We vinden hier (en erbuiten) altijd wel de nodige vezelkoppen en gordijnzwammen en dan is het mooi dat Inge er bij was. Zij ontfermde zich graag over enkele zaken en daarbij was, na onderzoek, de Bruine zandvezelkop (Inocybe subcarpta (BE)). Vanwege dat BE zou je kunnen denken dat het een zeldzame soort is, maar de Verspreidingsatlas leert dat hij matig algemeen voorkomt op het pleistoceen. Frappant is wel dat hij in 30 van de 38 uurhokken van voor 1990 daarna niet meer is genoteerd, maar nu wel in 59 uurhokken voorkomt. Een wispelturig zwammetje dus. Enige hoofdbrekens veroorzaakte een grauwkop (dat doen ze vaker), waarbij Inge uitkwam op de Kleinsporige grauwkop (Lyophyllum mephiticum), maar wat er niet bij hoorde waren de aflopende lamellen.

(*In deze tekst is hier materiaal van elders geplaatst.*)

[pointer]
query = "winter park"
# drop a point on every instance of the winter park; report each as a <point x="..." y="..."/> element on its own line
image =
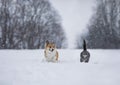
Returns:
<point x="59" y="42"/>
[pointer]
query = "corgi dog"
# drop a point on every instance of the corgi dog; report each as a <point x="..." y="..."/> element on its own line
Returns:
<point x="85" y="55"/>
<point x="51" y="54"/>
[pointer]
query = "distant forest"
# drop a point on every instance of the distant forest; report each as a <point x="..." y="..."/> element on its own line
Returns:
<point x="103" y="27"/>
<point x="27" y="24"/>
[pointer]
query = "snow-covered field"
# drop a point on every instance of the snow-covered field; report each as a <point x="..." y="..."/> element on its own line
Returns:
<point x="28" y="67"/>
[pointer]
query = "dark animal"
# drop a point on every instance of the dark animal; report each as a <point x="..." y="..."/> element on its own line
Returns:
<point x="85" y="55"/>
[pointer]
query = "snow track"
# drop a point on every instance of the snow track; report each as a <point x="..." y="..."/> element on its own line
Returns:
<point x="28" y="67"/>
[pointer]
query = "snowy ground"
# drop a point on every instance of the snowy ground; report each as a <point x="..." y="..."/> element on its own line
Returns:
<point x="27" y="67"/>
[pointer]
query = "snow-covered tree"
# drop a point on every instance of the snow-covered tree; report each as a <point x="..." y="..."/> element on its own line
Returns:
<point x="104" y="25"/>
<point x="27" y="24"/>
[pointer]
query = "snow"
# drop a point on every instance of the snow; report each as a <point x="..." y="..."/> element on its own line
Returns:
<point x="28" y="67"/>
<point x="75" y="15"/>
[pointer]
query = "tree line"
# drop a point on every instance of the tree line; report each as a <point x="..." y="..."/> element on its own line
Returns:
<point x="104" y="26"/>
<point x="27" y="24"/>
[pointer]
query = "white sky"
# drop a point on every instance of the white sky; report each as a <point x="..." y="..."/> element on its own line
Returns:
<point x="75" y="16"/>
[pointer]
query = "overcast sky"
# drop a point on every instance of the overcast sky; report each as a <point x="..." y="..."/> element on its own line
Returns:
<point x="75" y="16"/>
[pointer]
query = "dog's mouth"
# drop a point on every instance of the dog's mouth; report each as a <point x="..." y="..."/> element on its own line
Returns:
<point x="51" y="49"/>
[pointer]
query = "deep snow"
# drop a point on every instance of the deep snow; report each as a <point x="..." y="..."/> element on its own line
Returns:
<point x="28" y="67"/>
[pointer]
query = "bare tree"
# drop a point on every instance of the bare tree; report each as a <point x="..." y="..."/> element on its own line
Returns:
<point x="27" y="24"/>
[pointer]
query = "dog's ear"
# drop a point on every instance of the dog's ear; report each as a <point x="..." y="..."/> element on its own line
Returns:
<point x="47" y="42"/>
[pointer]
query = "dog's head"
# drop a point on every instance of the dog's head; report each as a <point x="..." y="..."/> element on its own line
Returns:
<point x="50" y="46"/>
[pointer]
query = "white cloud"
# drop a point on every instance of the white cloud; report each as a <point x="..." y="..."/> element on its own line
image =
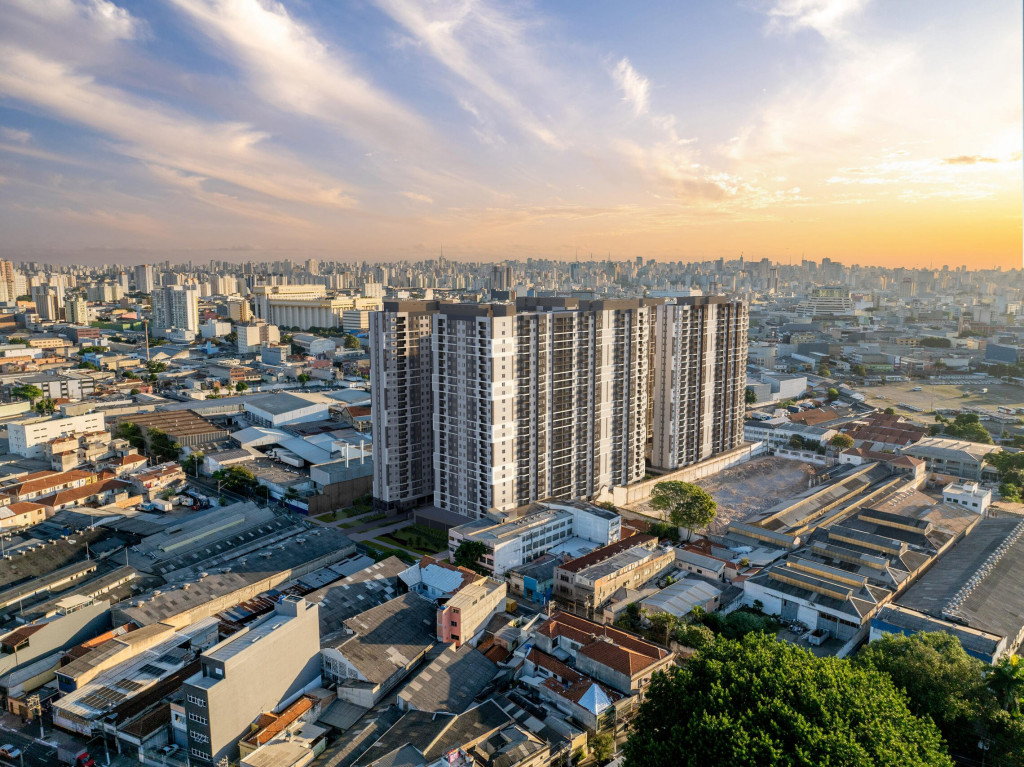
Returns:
<point x="635" y="87"/>
<point x="486" y="49"/>
<point x="292" y="69"/>
<point x="827" y="17"/>
<point x="227" y="152"/>
<point x="101" y="17"/>
<point x="13" y="134"/>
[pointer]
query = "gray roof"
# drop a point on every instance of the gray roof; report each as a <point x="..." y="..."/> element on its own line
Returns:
<point x="994" y="603"/>
<point x="451" y="682"/>
<point x="280" y="403"/>
<point x="356" y="593"/>
<point x="389" y="636"/>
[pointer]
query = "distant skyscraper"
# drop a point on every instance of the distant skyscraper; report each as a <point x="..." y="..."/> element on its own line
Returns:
<point x="8" y="291"/>
<point x="143" y="278"/>
<point x="402" y="403"/>
<point x="175" y="306"/>
<point x="699" y="379"/>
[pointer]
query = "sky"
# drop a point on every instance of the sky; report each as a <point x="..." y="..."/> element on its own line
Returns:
<point x="875" y="132"/>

In dit sparrenbosje, wat het goedbeschouwd is, dat zo’n 25 jaar geleden is aangeplant is inmiddels opnieuw flink gekapt. Dat is al eens eerder gebeurd (een dunning). Toen waren het rijen in de lengte van het bos, nu overdwars en tevens zijn er enkele kapvlaktes (van bescheiden formaat) ontstaan. Het lijkt het begin van het einde van dit, vanwege de specifieke mycoflora, unieke sparrenbosje. Maar Geert heeft achterhaald wie de grondeigenaar is, een boer, en gaat met hem in gesprek. Wat de uitkomst van dit gesprek is moeten we afwachten, maar uiteraard zijn we daar benieuwd naar.

 

Iets voor lunchtijd moesten we afscheid nemen van Geert, want hij moest zich voorbereiden op een trip naar Polen waar hij de ultieme plaatjes van de Zeearend wil schieten. Wij vroegen hem nog waarom hij niet ’gewoon’ naar het Zuidlaardermeer ging, want daar zie je ze ook. Daar ging Geert niet op in. Het was een fikse tegenvaller voor Wanda, want tijdens de onderbreking is er voor haar het meest te snaaien. Daarom volgde ze Geert met grote tegenzin vanwege een half gevulde maag. Ook Henk H. gaf er de brui aan: de jaartjes beginnen te tellen. Tijdens het middagmaal bracht een onverlaat het item vaccinatieplicht te berde. Er was een onverwachte teneur jegens ongevaccineerden te bespeuren om zij die ziek worden niet te helpen: ’eigen schuld, dikke bult’. Maar zo werkt het hier, en elders, gelukkig niet. Uw coördinator greep in door een ander onderwerp aan te snijden, paddenstoelen, want daar kunnen we ons beter mee bezighouden.

 

We waren inmiddels al bijna op het eind van het ’sparrenwoud’ en nu gingen we in plaats van terug te keren via het pad tussen het loofbosgedeelte en de sparren rechtdoor. Een goede keus! Niet dat er veel meer paddenstoelen stonden, maar er waren wel enkele daar niet verwachte soorten bij. Als eerste was dat de Wollige stekelzwam (Phellodon confluens (KW)) die uiteraard uitvoerig werd vereeuwigd. Enige twijfel is er nog wel en daarom houden we de groeiplek in de gaten. Verbazingwekkend was daarna het aantal Witte duifridderzwammen (Tricholoma columbetta (BE)) waarvan ik in het verleden af en toe een enkel exemplaar vond. Nu stond er her en der een groep van 4, 6, 10 en soms een paar van die mooie, kloeke zwammen. Bij een andere forse zwam met een enigszins groenige kleur werd ook gedacht aan een ridderzwam, maar welke? Uiteindelijk bleek dat het de Zilvergrijze ridderzwam (T. scalpturatum) was. Het aantal ridderzwammen werd opgekrikt naar drie toen ook nog de Narcisridderzwam (T. sulphureum) werd gevonden.